关键词: Shapley values interactions regression shrinkage variable importance

来  源:   DOI:10.1515/em-2023-0039   PDF(Pubmed)

Abstract:
UNASSIGNED: The addition of two-way interactions is a classic problem in statistics, and comes with the challenge of quadratically increasing dimension. We aim to a) devise an estimation method that can handle this challenge and b) to aid interpretation of the resulting model by developing computational tools for quantifying variable importance.
UNASSIGNED: Existing strategies typically overcome the dimensionality problem by only allowing interactions between relevant main effects. Building on this philosophy, and aiming for settings with moderate n to p ratio, we develop a local shrinkage model that links the shrinkage of interaction effects to the shrinkage of their corresponding main effects. In addition, we derive a new analytical formula for the Shapley value, which allows rapid assessment of individual-specific variable importance scores and their uncertainties.
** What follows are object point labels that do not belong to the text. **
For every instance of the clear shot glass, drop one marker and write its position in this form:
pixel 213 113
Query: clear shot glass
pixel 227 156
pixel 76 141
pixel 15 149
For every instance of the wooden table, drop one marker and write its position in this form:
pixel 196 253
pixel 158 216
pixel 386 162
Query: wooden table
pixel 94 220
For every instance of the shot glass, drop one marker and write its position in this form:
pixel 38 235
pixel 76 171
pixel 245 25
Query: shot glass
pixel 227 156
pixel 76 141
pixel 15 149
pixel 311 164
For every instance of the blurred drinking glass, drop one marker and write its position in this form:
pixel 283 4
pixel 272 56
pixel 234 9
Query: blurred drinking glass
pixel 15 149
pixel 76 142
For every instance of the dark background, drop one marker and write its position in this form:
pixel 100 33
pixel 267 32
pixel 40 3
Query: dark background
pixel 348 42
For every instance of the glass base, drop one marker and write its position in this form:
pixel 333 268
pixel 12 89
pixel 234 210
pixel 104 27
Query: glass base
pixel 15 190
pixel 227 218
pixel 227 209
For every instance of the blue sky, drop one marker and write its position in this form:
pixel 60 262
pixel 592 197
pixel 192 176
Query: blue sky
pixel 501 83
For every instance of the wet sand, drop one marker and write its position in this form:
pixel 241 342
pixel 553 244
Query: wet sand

UNASSIGNED: We empirically demonstrate that our approach provides accurate estimates of the model parameters and very competitive predictive accuracy. In our Bayesian framework, estimation inherently comes with inference, which facilitates variable selection. Comparisons with key competitors are provided. Large-scale cohort data are used to provide realistic illustrations and evaluations. The implementation of our method in RStan is relatively straightforward and flexible, allowing for adaptation to specific needs.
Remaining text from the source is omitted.